Aspirin is analgesic, anti-inflammatory and anti-pyretic drug, well known for treatment of cardiovascular diseases. A recent study reported in vitro and in vivo induction of PON1 and ApoA1 gene by aspirin and salicylate [10]. Studies have also shown aspirin competes with ρ-nitrophenylacetate and paraoxon for hydrolysis by PON1 in human plasma and isolated HDL preparations [11]. It also inhibits cyclooxygenase (COX) enzyme by acetylation of the active site and prevents the formation of cyclooxygenase products like prostaglandins, thromboxanes and prostacyclin [12]. Cefazolin sodium is a known cephalosporin antibiotic to inhibit Enterobacter aerogenes, Escherichia coli, Haemophilus influenza, Klebsiella species, Proteus mirabilis and Streptococcus pneumonia. Cefazolin sodium significantly decreases liver glucose 6- phosphate dehydrogenase and human carbonic anhydrase I and II. A study has shown that cefazolin sodium causes a dose and time dependent decrease on PON1 activity in HepG2 cells and effectively inhibit purified human serum PON1 [13]. Though studies involving the effect of aspirin as an activator and cefazolin as an inhibitor of rePON1 have been reported [10, 13], no reports are available on the 3D model of HuPON1 with aspirin and cefazolin.
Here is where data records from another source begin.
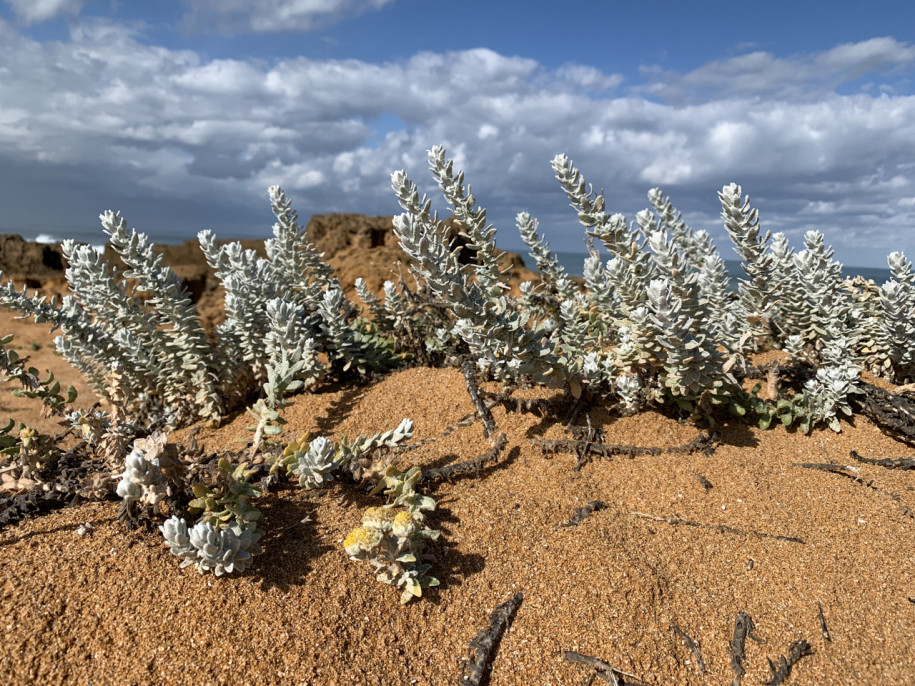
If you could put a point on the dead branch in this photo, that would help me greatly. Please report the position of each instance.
(489, 424)
(743, 628)
(586, 511)
(823, 628)
(782, 668)
(894, 414)
(720, 528)
(692, 646)
(901, 463)
(602, 669)
(703, 443)
(538, 406)
(829, 467)
(484, 644)
(462, 423)
(473, 466)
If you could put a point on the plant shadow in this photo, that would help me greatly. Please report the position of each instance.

In view of the above, the present study establishes the active site amino acid residues by in silico approaches and docking studies and also deduces the structural interaction between PON1 and one inhibitor cefazolin and an activator aspirin.

Methodology

Sequence alignment and Structure prediction

The FASTA sequence of query protein (HuPON1) was retrieved from NCBI Entrez sequence search (http://www.ncbi.nlm.nih.gov). Following BLASTp run (http://blast.ncbi.nlm.nih.gov/Blast.cgi), a Serum paraoxonase by directed evolution (PDB ID: 1V04) was selected as template sequence (http://www.rcsb.org/pdb). The sequences were subjected to pairwise alignment using ClustalW followed by secondary structure prediction using ESPript2.2 (http://espript.ibcp.fr/ESPript). The 3D-structure of query protein was predicted by automated homology modeling program, Modeller9v8 [14]. For Modeller, the template and query sequences were carefully aligned to remove potential alignment errors. The default modeling process did end up with a loop. The model obtained was further submitted to modbase server ( http://modbase.compbio.ucsf.edu/modloop/server) to rebuild the loop (Met1-Phe17) into its secondary structure. Validation of the model was done by Ramachandran plot analysis [15]. Structural models were visualized by PyMol™ Molecular Graphics System version 0.97 (http://www.pymol.org).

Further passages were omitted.